Read The Lawgivers: Gabriel Online
Authors: Kaitlyn O'Connor
Tags: #romance, #erotic, #scifi, #futuristic, #erotic futuristic scifi
“This forest,” she began, gesturing
toward the thick trees that edged the open space of the field, “was
husbanded by the udai when we came to this world two decades ago.
The plants here—all that you see—are native to this world just as
you are and from what we have discovered forests like this once
covered much of the world we now call Sho-dan, which in our tongue
means blue gem—for the vast oceans that cover so much of this world
that you natives once called Earth.”
Lexa stared at the woman, wondering how
she could know any of the things she was telling them if they had
only come to it two decades before—whatever decades
were.
The Lawgiver, Raphael, leaned closer to
Phil-a-shee and spoke and she nodded. “A decade is a measurement of
time—something you will be taught. It is the world’s natural clock
that will be important to all of you in rebuilding the civilization
your people once had. You must know the seasons and be able to
count the passing days and seasons in order to grow
food.”
Despite her misery, excitement flooded
Lexa at that. They were going to teach them how to farm? How to
make plants grow so they could have plenty like Sir had told her?

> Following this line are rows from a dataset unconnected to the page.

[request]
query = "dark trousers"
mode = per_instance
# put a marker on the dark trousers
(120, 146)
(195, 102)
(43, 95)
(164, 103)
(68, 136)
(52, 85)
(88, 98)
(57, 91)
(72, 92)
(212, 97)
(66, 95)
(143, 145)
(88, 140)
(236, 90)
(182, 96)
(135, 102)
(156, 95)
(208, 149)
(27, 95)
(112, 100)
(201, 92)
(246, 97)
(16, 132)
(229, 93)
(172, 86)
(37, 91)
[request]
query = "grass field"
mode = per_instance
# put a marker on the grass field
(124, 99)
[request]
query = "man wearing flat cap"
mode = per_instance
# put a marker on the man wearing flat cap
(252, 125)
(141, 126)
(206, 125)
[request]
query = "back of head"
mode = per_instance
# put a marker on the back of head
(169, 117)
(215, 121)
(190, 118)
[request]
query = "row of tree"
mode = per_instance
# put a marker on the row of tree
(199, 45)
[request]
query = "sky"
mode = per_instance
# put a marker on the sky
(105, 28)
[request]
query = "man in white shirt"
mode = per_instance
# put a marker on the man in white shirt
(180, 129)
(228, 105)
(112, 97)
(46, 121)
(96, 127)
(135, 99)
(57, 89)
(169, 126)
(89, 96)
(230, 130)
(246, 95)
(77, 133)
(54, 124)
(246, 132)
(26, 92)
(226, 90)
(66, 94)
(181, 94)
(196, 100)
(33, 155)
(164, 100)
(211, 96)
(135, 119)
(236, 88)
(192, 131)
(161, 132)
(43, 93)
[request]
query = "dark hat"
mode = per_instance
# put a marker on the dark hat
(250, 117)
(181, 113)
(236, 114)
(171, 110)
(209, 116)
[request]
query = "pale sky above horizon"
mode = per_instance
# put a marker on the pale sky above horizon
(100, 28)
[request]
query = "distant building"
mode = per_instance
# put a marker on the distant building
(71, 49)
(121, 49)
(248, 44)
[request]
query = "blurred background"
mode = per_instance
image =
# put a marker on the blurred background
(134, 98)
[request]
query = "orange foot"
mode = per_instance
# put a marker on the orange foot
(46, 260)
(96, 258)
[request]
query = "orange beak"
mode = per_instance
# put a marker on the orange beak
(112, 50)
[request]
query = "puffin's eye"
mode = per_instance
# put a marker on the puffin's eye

She’d had no idea that that was what Gabriel had meant when he’d
said his people were going to teach hers how to have a better life!
Truthfully, she hadn’t been completely convinced, before, that that
was what the udai intended.
“This forest, as I said, is the result
of husbandry—taking care of the land, nurturing it. The forest had
already begun to grow when we came, but it was in need of
nutrients—food. The soil was poor and acidic. We had to achieve
balance in order for the plants to grow strong.”
Lexa lost interest about halfway
through the speech and allowed her gaze and her mind to wander.
There were too many words the woman used that she didn’t understand
for her to really grasp what the woman was telling them beyond the
fact that she was claiming they, the udai, had made the
forest.
Everyone else had begun to shift
restlessly and a low murmur of speech began to make it difficult to
hear the woman anyway.
“Silence!”
Lexa jumped when the woman abruptly
called that out in a commanding voice.
“You’re here to learn and to learn you
must listen!”
Resentment flickered through Lexa and
apparently she wasn’t the only one who felt it. She could see from
their expressions that many of those around her were also
affronted.
“The first lesson will be in erecting a
proper campsite. This is where you will build your new
village.”
Everyone in the group turned to the
people around them and stared at them blankly.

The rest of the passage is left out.